The median lifetime radiation dose due to the accident was 18 millisieverts in Zone A, the most contaminated part of the city, the team will report in an upcoming issue of the Journal of Radiological Protection. That’s extremely low considering that the International Commission on Radiological Protection considers a dose of between 1 and 20 millisieverts per year acceptable. Furthermore, 18 millisieverts is less than a person receives naturally over an entire lifetime from radioactive elements in Earth’s crust and high-energy particles bombarding the atmosphere.
Miyazaki and Hayano also investigated whether costly decontamination efforts such as topsoil removal and roof washing had any measureable impact on radiation levels in Date. Using personal radiation measurements collected by 425 people living in Zone A, the researchers found no evidence of a drop in radiation around the time of the decontamination work, which began in October 2012.
“Population-wise, we didn’t see a big decrease in the individual dose,” says Hayano. That’s not to say that decontamination shouldn’t have been carried out, the researchers note. “There may be individuals or families for whom the decontamination was effective,” he says. But he and Miyazaki conclude that radiation levels fell primarily because the radioactive cesium physically decayed and was washed away by rain and snow.
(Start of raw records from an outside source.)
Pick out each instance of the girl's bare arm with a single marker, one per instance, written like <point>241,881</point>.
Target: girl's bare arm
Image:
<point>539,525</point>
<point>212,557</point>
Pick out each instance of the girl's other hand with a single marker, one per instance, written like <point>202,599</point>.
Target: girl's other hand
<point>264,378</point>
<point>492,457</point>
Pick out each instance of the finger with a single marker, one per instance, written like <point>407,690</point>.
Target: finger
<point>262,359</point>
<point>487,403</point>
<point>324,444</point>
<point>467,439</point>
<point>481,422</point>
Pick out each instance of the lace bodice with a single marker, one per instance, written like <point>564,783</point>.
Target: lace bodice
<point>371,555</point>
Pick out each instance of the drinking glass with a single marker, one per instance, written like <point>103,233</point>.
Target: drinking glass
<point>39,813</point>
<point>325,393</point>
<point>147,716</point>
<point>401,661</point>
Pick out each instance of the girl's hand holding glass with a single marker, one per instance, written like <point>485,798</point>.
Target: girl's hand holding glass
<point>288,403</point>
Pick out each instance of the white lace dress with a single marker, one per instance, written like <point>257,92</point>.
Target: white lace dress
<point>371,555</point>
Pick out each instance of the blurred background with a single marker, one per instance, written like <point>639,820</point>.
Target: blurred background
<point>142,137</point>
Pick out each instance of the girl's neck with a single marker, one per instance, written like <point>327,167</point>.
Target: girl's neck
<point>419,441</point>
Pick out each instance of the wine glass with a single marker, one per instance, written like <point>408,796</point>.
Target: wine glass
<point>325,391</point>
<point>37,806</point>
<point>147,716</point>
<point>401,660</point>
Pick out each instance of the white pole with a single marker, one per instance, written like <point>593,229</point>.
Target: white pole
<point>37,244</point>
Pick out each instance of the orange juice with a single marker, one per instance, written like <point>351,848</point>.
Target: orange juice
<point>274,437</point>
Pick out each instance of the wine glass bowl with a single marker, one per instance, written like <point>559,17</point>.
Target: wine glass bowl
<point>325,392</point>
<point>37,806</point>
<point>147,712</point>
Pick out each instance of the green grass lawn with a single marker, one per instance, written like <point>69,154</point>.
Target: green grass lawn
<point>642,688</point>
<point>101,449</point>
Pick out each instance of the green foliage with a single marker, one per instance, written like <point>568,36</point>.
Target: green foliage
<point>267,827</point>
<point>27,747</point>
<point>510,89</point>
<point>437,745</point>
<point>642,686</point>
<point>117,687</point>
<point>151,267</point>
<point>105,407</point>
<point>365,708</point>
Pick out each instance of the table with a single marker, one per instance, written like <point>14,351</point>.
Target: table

Kathryn Higley, a certified health physicist at the School of Nuclear Science and Engineering at Oregon State University in Corvallis, isn’t surprised that the decontamination made little difference. Only the areas about people’s houses were decontaminated, she says, and “people do not spend all of their time at home.”
The findings will come as a relief to Date citizens, and to evacuees returning to other parts of Fukushima prefecture. Miyazaki and Hayano also hope their results will help guide the response to future nuclear disasters. “If there’s ever another accident—and we hope there won’t be—[our work] may be useful for estimating lifetime radiation doses and setting the schedule of decontamination,” Miyazaki says.
*Update, 13 March, 1:16 p.m.: The headline of this story has been modified to make it clear that not all of Fukushima may be safe to return to.